Tracking the movement of individual atoms has its origins in field ion microscopy1. The invention of scanning tunnelling microscopy (STM), however, marked the birth of a new era, famously allowing Mo et al.2, for instance, to observe the migration of Si atoms on the Si(001) surface and extract the activation energy for diffusion. Swartzentruber went a step further by programming the STM tip to physically follow each step of a single diffusing atom, thereby recording its site-to-site movement3. In this tradition, but for freestanding graphene, it would be ideal to monitor the out-of-plane motions of the carbon atoms. These fluctuations4 are linked to the flexural phonon modes, which are critical to many of graphene’s amazing properties, such as its previously unpredicted stability5,6, anomalous negative coefficient of thermal expansion7 and efficient thermal conductivity8,9. The ripples that form10,11 are also important for understanding transport properties in graphene, as they decrease the carrier mobility in freestanding membranes12, cause disruptive charge puddling13 and induce strong pseudo-magnetic fields14. The ability to locally measure the thermal fluctuations as a function of time will open the door to directly testing their role in these and other important processes.
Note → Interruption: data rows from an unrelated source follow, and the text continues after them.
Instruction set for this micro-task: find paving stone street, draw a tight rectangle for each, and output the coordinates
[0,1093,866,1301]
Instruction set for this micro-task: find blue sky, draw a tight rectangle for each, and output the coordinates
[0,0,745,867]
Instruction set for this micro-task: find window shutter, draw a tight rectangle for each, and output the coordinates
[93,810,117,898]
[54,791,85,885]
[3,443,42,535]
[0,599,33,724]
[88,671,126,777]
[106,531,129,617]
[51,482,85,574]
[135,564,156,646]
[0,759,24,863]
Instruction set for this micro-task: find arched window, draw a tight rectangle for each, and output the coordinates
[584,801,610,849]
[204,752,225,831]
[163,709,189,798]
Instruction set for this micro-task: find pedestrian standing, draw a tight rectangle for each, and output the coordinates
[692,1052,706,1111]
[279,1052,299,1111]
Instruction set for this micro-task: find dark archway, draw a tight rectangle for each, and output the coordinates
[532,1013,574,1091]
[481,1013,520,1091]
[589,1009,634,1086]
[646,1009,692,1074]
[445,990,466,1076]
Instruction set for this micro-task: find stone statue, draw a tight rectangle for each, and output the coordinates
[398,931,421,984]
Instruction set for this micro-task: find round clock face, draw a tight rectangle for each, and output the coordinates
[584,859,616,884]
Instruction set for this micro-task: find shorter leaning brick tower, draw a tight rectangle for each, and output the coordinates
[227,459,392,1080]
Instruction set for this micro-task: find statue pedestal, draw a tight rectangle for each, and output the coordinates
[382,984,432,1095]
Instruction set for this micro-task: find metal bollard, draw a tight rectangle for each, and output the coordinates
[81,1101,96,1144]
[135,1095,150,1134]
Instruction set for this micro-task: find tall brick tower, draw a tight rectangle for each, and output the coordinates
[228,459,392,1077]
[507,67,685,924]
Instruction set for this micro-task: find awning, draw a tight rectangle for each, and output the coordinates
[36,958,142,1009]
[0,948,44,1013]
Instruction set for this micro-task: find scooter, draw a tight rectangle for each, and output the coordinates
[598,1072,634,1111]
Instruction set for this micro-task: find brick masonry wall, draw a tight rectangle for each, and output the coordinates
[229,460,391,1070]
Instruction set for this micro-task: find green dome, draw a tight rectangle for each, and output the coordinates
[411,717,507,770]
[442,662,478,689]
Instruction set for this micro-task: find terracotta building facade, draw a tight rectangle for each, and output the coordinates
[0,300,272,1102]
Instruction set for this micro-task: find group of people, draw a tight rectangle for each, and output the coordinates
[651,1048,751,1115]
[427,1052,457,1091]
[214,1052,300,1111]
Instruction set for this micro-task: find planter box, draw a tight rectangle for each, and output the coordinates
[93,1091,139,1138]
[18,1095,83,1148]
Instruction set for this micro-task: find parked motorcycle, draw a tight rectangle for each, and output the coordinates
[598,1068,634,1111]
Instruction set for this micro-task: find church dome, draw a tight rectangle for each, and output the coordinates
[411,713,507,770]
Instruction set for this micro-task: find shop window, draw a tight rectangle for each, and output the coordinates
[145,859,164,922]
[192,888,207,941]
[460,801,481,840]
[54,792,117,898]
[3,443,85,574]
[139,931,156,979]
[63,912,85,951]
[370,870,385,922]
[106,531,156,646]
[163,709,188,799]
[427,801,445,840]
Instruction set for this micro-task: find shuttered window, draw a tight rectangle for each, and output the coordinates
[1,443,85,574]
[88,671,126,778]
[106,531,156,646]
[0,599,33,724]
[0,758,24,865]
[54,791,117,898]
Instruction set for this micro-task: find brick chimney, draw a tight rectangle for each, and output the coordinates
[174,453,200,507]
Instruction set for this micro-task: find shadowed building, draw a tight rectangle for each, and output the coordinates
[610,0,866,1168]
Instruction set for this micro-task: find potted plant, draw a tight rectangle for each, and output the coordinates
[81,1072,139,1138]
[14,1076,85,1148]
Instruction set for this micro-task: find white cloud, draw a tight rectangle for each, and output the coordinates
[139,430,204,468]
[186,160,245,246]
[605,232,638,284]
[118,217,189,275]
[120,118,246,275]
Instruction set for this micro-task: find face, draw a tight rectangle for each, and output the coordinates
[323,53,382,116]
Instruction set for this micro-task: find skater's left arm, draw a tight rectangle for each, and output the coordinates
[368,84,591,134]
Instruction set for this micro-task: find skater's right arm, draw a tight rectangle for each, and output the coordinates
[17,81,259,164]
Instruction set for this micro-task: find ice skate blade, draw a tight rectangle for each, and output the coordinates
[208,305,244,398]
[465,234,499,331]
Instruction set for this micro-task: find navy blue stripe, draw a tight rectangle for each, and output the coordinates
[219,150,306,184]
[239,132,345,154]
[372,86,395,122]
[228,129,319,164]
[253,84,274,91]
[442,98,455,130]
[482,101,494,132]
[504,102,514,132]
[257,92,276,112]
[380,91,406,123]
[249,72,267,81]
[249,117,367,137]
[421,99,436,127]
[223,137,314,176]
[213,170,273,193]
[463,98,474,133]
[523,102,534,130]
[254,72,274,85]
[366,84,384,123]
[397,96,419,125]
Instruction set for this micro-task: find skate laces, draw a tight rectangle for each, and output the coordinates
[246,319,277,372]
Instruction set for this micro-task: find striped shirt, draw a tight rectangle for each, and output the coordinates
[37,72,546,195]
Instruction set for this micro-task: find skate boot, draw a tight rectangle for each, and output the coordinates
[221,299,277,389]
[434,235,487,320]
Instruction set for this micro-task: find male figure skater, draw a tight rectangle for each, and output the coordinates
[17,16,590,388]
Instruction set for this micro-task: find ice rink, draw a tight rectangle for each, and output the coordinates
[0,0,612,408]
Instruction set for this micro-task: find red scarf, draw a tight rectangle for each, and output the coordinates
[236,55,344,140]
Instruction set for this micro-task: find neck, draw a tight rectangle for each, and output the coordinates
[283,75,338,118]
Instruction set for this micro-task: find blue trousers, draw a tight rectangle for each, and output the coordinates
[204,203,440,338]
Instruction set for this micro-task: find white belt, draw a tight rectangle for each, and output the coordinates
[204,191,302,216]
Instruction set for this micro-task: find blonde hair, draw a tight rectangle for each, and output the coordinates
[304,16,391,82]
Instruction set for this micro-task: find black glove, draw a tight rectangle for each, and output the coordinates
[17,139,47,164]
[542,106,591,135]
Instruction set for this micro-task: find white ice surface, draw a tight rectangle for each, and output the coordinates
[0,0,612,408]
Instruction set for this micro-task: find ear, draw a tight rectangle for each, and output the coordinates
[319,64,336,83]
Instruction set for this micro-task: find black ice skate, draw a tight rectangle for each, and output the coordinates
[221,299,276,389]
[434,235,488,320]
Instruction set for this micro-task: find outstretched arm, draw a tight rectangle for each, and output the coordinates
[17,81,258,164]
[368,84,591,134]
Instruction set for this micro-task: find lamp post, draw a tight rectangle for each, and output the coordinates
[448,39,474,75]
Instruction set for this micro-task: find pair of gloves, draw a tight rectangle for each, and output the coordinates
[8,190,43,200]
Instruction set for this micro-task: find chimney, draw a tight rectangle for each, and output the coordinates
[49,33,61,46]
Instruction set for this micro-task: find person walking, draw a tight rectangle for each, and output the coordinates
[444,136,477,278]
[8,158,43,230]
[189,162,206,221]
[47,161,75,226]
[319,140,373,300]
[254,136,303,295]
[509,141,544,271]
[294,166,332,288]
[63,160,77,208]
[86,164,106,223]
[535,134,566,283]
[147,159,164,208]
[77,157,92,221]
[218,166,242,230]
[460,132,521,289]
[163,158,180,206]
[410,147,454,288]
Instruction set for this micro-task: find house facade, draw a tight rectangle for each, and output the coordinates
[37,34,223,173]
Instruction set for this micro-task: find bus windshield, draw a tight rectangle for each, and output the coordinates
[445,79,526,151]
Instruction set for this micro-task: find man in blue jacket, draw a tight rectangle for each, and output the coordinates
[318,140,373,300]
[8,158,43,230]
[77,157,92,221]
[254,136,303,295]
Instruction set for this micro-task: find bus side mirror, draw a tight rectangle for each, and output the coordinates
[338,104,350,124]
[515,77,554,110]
Here, we report the utilization of STM to precisely monitor the out-of-plane motions of a one-square-angstrom region in freestanding graphene for the first time. The observed fluctuations are found to exhibit random, periodic or mirror-buckling behaviour. The periodic oscillations have current-dependent characteristics, which are shown to be consistent with the predictions of elasticity theory under the influence of thermal stress. No other technique has demonstrated the ability to probe such low-frequency flexural phonon modes at the atomic scale, permitting direct investigation of the dynamic ripples that affect almost every property of graphene. We expect that the new technique will lead to new experiments in graphene, ranging from fundamental to thermal load applications.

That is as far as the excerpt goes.